Consumer Culture: “New is better” mentality.
Greenwashing: Brands exaggerate sustainability claims.

Aspect	Genuine Circular Practice	Greenwashing / Marketing Hype
Product Lifespan	Durable design, modular parts, repairability	Claims of “long-lasting” but no repair options
Recycling	Transparent, closed-loop recycling with measurable impact	Vague “eco-friendly” statements without data
Materials	Use of certified recycled or renewable inputs	Highlighting a tiny % of recycled content
Take-back Programs	Accessible repair, trade-in, or reuse systems	Promotional “return” schemes with little follow-up
Transparency	Public reporting of lifecycle impact	Buzzwords like “green,” “eco,” “sustainable” with no proof
Innovation	Shifting to service models (leasing, sharing, refurbishing)	Repackaging old models with “green” labels

What You Can Do: A 10-Step Guide

Buy refurbished before new.
Check repairability scores (iFixit).
Keep devices longer (4–5 years).
Recycle through certified programs.
Sell or donate old devices.
Support modular brands (Fairphone, Framework).
Avoid unnecessary gadgets.
Join local repair cafes.
Back Right to Repair campaigns.
Educate friends & family.

Claim	Greenwashing Example	Genuine Circular Practice
Repairability	“We recycle” but sealed devices	Modular, repairable devices
Materials	“Some recycled parts”	30–50% recycled content
Take-back Programs	Only marketing, no actual process	Free, certified recycling centers

The Future of Circular Economy in Technology

AI & Robotics: Automating recycling and sorting.
Blockchain: Transparent supply chains.
Legislation: Global Right to Repair momentum.
Consumer Power: Demand is shifting toward sustainability.

Author’s Take

I firmly believe that the circular economy is absolutely inevitable in our future. The real question we need to consider isn’t if we will adopt this model—it’s actually when we will fully embrace it on a global scale. Our natural resources are limited and rapidly depleting, while the amount of waste accumulating around us continues to grow at an alarming rate.

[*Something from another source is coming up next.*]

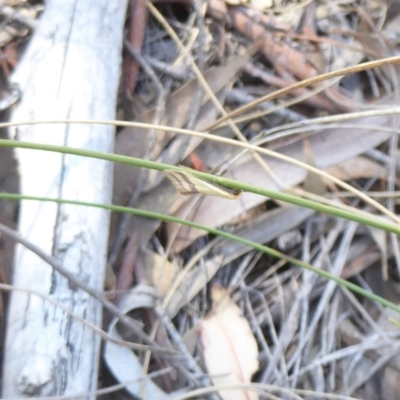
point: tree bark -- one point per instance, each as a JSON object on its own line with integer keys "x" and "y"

When I decided to repair my laptop instead of simply replacing it with a new one, I came to understand that sustainability isn’t just about protecting the planet—it’s also about reclaiming a sense of control over our possessions and choices. In today’s world, we’ve been conditioned to constantly upgrade and discard devices without much thought, but taking the time to repair something yourself or have it fixed feels truly empowering and rewarding.

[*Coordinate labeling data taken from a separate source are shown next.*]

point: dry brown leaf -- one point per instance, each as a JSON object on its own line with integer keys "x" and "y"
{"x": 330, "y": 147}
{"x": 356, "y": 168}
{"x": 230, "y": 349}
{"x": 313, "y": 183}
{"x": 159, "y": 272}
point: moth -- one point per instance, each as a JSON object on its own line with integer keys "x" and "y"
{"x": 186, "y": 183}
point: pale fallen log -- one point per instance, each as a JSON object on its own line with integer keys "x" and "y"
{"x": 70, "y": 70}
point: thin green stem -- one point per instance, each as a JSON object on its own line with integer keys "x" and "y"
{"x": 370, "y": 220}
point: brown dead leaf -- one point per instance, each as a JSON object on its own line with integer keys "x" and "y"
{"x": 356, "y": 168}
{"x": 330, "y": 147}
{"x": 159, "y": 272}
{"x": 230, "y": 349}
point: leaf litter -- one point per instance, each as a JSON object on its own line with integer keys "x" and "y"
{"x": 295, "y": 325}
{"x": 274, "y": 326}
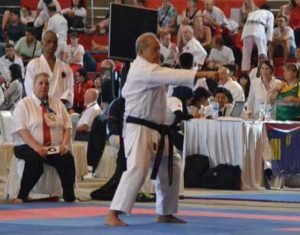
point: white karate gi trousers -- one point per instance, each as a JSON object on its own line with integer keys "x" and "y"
{"x": 139, "y": 144}
{"x": 248, "y": 44}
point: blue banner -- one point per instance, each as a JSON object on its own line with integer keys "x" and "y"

The circular economy in technology represents much more than just a system or framework—it embodies a fundamental shift in mindset and approach. This new perspective encourages rethinking how technology is designed, used, and managed, aiming to create sustainable cycles that minimize waste and maximize resource efficiency throughout the entire lifecycle of products.

Conclusion: Closing the Loop

The circular economy offers an innovative and highly sustainable solution to counteract the widespread throwaway culture that is currently prevalent and dominates the fast-paced technology industry. By prioritizing and implementing design strategies that facilitate easy repair and extend the lifespan of devices, actively embracing and promoting refurbishment processes, and committing to responsible and efficient recycling practices, we have a tremendous opportunity to significantly reduce the enormous quantities of electronic waste generated each year across the globe. This forward-thinking approach not only helps conserve valuable natural resources and raw materials but also plays a crucial role in creating a more equitable, sustainable, and environmentally friendly digital world that ultimately benefits everyone involved in the technology lifecycle.

🌱 Call to Action: Next time you consider upgrading, pause. Ask: Can I repair this? Can I reuse it? Can I recycle it?
Your choice doesn’t just save money—it shapes the future of technology.